Eight groups of clones were identified by their migration in DGGE gels. Representative clones from each of these groups were sequenced. Initially, 23 of the cloned 16S rRNA genes were sequenced. This demonstrated that each of the groups identified on the basis of their migration in DGGE gels was homogeneous. On this basis the sequence of the entire amplified 16S rRNA gene fragment (approximately 700 bp.) was determined for a representative clone from each of the groups, using the primer pC (5′-CTACGGGAGGCAGCAGTGGG-3′) (Edwards et al., 1989). These eight 16S rRNA sequences have been deposited in the GenBank database with accession nos. DQ288131–DQ288138. All sequencing was conducted using the DyeDeoxy chain termination method using a 3730 xl DNA analyzer (Applied Biosystems, Warrington, UK).

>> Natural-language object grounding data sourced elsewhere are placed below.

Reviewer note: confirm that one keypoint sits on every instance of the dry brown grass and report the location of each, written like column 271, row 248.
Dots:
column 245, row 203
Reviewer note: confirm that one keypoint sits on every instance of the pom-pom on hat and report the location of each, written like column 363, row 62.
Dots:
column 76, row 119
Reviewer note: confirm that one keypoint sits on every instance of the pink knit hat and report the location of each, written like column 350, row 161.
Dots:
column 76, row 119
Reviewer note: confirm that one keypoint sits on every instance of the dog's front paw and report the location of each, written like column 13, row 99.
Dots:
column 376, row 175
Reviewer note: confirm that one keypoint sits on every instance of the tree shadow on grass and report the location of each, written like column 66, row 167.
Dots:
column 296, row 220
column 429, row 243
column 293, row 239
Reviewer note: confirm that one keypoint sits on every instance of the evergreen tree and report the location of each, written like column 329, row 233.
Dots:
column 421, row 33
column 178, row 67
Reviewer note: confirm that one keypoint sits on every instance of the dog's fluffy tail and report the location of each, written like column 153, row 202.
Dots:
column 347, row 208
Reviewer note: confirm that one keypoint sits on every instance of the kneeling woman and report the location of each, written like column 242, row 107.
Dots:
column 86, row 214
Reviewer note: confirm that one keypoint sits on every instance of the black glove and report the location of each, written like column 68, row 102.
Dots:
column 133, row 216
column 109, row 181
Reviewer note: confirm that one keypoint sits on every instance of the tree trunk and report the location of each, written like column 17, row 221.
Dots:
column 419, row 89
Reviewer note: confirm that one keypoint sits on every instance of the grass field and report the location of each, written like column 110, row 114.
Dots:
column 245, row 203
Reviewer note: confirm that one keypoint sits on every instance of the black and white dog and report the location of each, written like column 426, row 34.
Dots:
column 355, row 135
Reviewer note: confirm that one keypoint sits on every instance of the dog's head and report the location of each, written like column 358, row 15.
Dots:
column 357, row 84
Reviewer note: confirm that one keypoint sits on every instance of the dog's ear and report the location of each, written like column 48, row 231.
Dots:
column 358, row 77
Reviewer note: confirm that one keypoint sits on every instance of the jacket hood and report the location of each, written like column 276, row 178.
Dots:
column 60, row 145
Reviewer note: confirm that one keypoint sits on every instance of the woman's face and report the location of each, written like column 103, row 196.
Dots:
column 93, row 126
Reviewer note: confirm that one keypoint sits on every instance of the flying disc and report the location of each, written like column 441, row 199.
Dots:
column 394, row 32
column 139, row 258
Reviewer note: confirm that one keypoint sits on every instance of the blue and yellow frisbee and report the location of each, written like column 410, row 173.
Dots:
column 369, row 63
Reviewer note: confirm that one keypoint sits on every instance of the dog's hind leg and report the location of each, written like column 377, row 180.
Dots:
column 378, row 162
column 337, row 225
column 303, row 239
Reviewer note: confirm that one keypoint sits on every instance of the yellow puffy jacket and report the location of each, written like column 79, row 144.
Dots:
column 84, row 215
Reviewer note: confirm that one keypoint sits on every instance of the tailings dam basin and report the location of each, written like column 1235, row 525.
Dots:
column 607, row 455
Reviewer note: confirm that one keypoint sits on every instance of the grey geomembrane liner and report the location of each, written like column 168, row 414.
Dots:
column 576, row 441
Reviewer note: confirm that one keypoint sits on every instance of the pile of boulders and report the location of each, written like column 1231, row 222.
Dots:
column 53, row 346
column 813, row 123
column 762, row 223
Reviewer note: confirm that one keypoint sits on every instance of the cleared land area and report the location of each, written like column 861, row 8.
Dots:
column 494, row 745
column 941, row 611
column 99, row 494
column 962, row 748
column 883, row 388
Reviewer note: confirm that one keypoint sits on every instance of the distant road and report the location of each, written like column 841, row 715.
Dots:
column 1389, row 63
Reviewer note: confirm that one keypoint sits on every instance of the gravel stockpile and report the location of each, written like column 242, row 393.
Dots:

Phylogenetic distance analysis was conducted using the Jukes and Cantor (1969) correction for multiple substitutions at a single site and the neighbour-joining method (Saitou and Nei, 1987) as implemented in the TREECON package (van De Peer and De Wachter, 1994). Bootstrap resampling was conducted with 100 replicates. The analysis included 34 sequences and covered positions 100–202 and 221–722 (E. coli numbering). Comparison of the short sequences obtained from DGGE bands with the GenBank database using BLAST (Altschul et al., 1990), and with sequences obtained in this study, confirmed that all sequences represented Achromatium spp.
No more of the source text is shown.